Just a couple of thoughts from the Mortgage side of the fence … and to be fair, anyone that knows me will know that I am not one to ever look at the glass as being half empty – so, SPOILER ALERT – the tone of this message is upbeat and determined !!
Something I am being asked pretty much daily right now, is “Should we be waiting for a while for prices to drop , before looking to buy? ”
My answer to this, given that bank lending criteria is changing literally almost daily, is that if you are ready now to get an application together, let’s do it now. We can go through various scenarios to ensure affordability , and the benefit of acting now is that there is likely to be less competition right now, and if you’re ready to act, then why wait for everyone else?
There’s a lot of focus being placed on interest rates right now, especially after the Reserve Bank’s latest 0.75% OCR “gift” yesterday – but to give some sort of context it’s interesting to note that over the last 20 odd years, the average mortgage interest rate has been around 7.3% – so despite all the publicity, in the big picture we are not that far away from historical averages.
Real Estate was still transacted quite happily back then, as it will continue to be now – and there’s a level of comfort in that.
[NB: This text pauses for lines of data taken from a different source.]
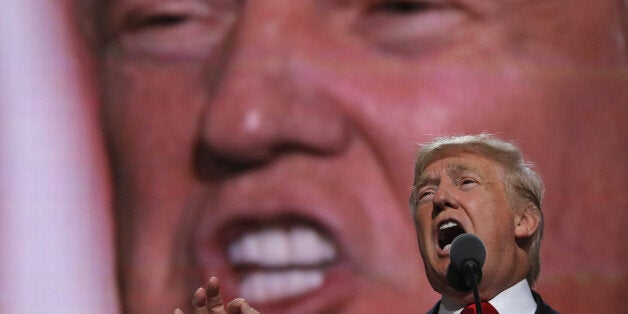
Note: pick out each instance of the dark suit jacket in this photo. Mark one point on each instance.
(541, 307)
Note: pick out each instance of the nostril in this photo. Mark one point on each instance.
(210, 164)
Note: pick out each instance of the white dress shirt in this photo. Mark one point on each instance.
(514, 300)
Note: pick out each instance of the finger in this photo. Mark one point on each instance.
(240, 306)
(199, 300)
(214, 299)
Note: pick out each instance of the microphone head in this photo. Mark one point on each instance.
(467, 247)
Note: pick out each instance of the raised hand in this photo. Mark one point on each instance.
(209, 301)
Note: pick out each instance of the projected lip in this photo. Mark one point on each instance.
(280, 262)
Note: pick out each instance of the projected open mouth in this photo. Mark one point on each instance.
(278, 262)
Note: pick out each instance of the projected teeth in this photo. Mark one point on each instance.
(273, 286)
(276, 247)
(448, 224)
(281, 262)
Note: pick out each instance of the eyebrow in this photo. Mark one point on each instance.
(452, 169)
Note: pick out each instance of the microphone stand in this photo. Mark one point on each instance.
(472, 280)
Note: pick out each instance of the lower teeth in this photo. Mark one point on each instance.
(261, 286)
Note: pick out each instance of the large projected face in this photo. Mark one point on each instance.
(270, 143)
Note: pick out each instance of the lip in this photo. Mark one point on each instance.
(218, 225)
(440, 252)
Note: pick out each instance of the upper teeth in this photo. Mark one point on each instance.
(282, 256)
(448, 224)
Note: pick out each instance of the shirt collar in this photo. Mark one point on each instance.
(517, 299)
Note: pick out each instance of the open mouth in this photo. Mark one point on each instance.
(279, 262)
(447, 231)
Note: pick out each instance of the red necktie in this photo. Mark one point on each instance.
(487, 308)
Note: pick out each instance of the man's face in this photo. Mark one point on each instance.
(465, 192)
(270, 143)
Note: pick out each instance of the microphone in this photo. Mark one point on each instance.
(464, 273)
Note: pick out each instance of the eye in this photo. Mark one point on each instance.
(411, 28)
(467, 181)
(426, 194)
(157, 20)
(400, 7)
(174, 30)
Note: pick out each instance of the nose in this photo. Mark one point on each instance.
(263, 105)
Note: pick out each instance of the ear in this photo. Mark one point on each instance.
(527, 222)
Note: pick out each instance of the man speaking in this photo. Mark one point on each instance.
(480, 185)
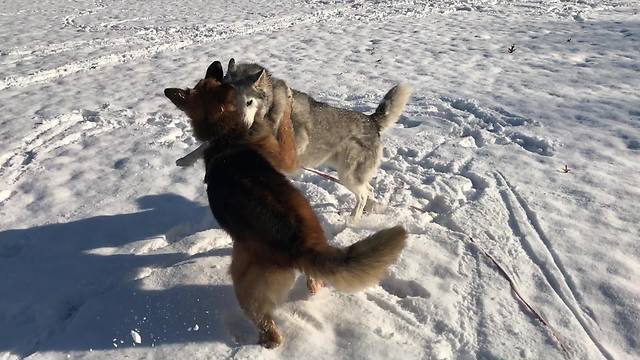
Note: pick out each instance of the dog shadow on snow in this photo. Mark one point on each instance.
(60, 294)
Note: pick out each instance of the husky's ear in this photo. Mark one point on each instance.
(177, 96)
(215, 71)
(260, 78)
(232, 66)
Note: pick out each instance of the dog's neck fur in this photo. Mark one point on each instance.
(224, 136)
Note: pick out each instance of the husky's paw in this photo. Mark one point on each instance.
(314, 285)
(270, 338)
(186, 161)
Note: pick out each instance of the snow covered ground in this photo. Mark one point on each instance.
(108, 250)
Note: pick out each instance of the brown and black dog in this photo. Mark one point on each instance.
(273, 228)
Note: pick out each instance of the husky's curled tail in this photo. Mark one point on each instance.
(391, 106)
(358, 266)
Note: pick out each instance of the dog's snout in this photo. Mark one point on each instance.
(171, 92)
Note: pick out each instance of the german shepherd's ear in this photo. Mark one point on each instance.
(177, 96)
(214, 71)
(232, 66)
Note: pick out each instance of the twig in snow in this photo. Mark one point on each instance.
(520, 298)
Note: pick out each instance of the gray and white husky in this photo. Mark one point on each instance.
(346, 140)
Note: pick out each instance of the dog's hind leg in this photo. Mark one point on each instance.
(259, 289)
(362, 194)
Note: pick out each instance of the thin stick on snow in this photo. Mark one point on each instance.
(520, 298)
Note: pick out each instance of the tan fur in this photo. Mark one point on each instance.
(273, 227)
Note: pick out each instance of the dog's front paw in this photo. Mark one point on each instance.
(314, 285)
(270, 338)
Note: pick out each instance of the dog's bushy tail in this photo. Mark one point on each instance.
(391, 106)
(360, 265)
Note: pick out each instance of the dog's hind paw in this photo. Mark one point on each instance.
(270, 338)
(186, 161)
(314, 285)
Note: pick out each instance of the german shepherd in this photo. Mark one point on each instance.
(273, 228)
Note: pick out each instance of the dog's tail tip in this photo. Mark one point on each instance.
(364, 263)
(392, 105)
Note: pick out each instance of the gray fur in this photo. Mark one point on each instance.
(346, 140)
(254, 81)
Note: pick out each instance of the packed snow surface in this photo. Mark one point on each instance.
(108, 250)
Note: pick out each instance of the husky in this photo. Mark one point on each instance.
(346, 140)
(273, 228)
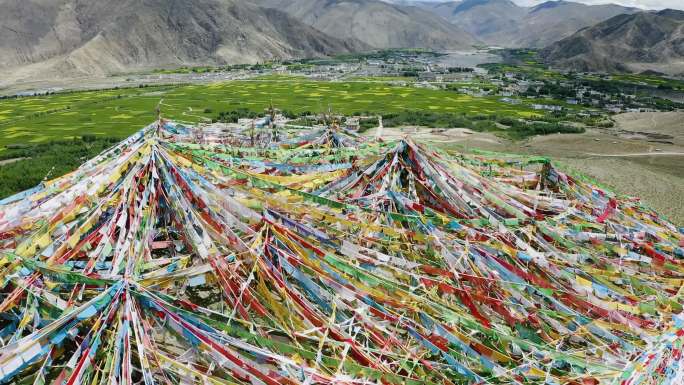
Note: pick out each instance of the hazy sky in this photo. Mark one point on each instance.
(647, 4)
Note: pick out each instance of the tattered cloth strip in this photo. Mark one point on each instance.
(177, 258)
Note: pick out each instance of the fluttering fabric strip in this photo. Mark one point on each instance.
(179, 257)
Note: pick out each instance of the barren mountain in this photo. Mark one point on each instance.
(96, 37)
(377, 23)
(503, 23)
(638, 42)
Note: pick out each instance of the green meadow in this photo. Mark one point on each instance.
(118, 113)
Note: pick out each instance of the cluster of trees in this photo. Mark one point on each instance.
(233, 115)
(460, 69)
(514, 127)
(50, 159)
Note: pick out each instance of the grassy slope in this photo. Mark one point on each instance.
(122, 112)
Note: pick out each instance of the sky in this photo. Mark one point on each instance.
(645, 4)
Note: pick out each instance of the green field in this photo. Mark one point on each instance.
(121, 112)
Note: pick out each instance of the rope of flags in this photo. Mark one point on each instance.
(318, 257)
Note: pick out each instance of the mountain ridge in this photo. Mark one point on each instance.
(506, 24)
(97, 37)
(377, 23)
(639, 42)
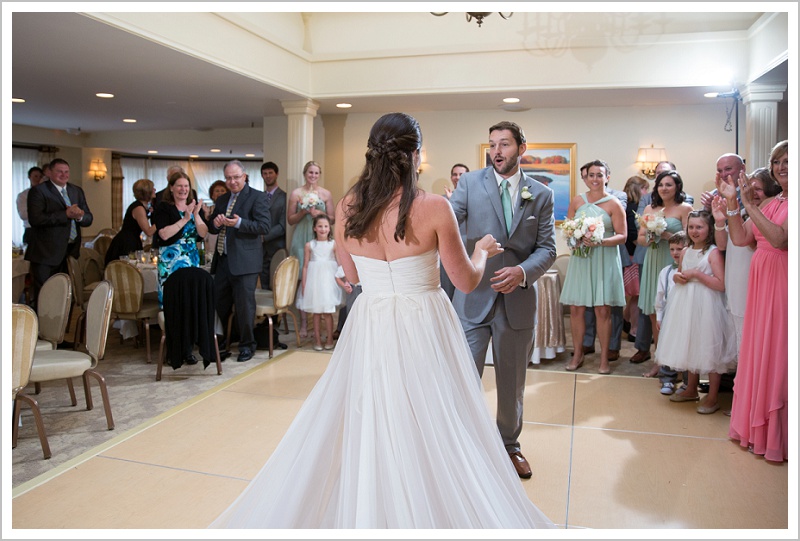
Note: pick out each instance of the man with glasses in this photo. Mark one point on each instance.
(57, 210)
(240, 218)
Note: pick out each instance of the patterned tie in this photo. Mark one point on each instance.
(73, 229)
(505, 198)
(228, 212)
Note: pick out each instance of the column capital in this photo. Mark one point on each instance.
(761, 92)
(300, 107)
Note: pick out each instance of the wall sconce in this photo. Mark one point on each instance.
(648, 158)
(98, 169)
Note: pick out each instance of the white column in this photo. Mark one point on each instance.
(761, 122)
(300, 115)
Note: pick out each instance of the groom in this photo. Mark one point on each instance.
(518, 211)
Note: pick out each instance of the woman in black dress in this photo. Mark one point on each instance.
(135, 222)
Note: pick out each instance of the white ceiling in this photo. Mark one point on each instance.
(60, 60)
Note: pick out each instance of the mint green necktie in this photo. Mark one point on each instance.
(505, 198)
(73, 229)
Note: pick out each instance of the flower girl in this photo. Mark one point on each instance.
(697, 333)
(320, 294)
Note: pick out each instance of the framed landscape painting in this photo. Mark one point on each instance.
(552, 164)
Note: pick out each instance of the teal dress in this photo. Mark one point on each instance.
(595, 280)
(654, 260)
(181, 253)
(304, 232)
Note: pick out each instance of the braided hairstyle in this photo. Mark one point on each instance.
(389, 166)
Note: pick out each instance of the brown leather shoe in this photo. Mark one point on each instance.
(520, 464)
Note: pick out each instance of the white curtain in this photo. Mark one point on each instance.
(133, 169)
(22, 159)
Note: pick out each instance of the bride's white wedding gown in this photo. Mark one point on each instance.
(396, 433)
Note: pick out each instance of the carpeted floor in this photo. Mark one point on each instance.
(136, 397)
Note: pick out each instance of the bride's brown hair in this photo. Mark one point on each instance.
(390, 166)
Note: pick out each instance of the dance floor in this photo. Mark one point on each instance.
(607, 452)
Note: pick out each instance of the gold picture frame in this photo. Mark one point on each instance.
(552, 164)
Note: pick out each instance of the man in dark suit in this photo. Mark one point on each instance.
(276, 201)
(57, 211)
(276, 238)
(240, 218)
(518, 211)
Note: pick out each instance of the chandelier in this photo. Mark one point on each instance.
(477, 16)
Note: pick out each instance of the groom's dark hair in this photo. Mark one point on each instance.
(519, 135)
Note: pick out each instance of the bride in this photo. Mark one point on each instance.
(396, 433)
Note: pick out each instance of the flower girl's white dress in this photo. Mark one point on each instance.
(396, 433)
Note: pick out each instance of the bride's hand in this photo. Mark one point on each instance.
(489, 244)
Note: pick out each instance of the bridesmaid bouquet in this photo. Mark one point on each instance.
(309, 200)
(580, 227)
(654, 225)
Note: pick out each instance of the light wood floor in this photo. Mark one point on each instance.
(608, 452)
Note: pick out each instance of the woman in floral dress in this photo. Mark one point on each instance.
(179, 225)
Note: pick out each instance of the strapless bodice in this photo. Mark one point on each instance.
(405, 276)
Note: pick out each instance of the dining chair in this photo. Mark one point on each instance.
(283, 291)
(24, 333)
(53, 311)
(188, 318)
(61, 364)
(102, 243)
(80, 297)
(129, 300)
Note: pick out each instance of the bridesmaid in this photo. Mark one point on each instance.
(301, 215)
(595, 280)
(667, 197)
(760, 411)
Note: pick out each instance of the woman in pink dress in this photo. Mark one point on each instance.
(759, 416)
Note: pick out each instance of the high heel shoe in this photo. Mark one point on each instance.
(568, 368)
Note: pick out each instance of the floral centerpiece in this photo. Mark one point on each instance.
(582, 227)
(309, 200)
(654, 225)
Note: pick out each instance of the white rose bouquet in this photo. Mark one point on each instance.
(654, 225)
(582, 227)
(309, 200)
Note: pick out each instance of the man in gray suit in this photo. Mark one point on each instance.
(240, 218)
(518, 211)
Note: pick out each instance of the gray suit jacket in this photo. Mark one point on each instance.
(531, 243)
(245, 254)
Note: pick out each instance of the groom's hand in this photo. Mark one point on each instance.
(507, 279)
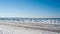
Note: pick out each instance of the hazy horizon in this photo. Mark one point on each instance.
(30, 8)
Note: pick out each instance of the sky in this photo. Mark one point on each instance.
(30, 8)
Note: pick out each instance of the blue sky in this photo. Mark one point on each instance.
(30, 8)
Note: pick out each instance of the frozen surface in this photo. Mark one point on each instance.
(16, 30)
Banks are still trying really, really hard to give every application its best chance of being approved – they are businesses too, and are wanting to keep their lending figures as healthy as possible. , bless their $Billion annual profit socks .
They are currently getting loans approved in 4 or 5 days, and are even relaxing some aspects of their lending criteria (eg a softening of their view relating to Boarder income), to further help improve applicant borrowing capacity.
Another trend I am noticing is that there are a number of clients looking to see if they can upgrade to a better home, and this seems to be leading to more and more offers being made, conditional upon the sale of a property.
However, often the client is initially reluctant to submit an offer conditional upon the sale of a property because they feel the offer may not be strong enough.
But once we have met with them, gone through the numbers, and given them some level of comfort that their offer may be more viable than they think, they often overcome their initial reluctance.
One strategy I have been employing recently is via an instrument called a security transfer – whereby a client transfers their existing home loan across from their existing property to their new property, thus keeping the low-interest rate that they are on – thereby only needing the increased portion of the home loan to be at current rates. This can significantly improve affordability.
So we still have a few tricks up our sleeve !!
There’s no doubt that it’s a bit tougher out there for some, but this presents opportunities for others. If knowledge is power, let’s impart as much knowledge as we can to make people more aware of the power they may actually have.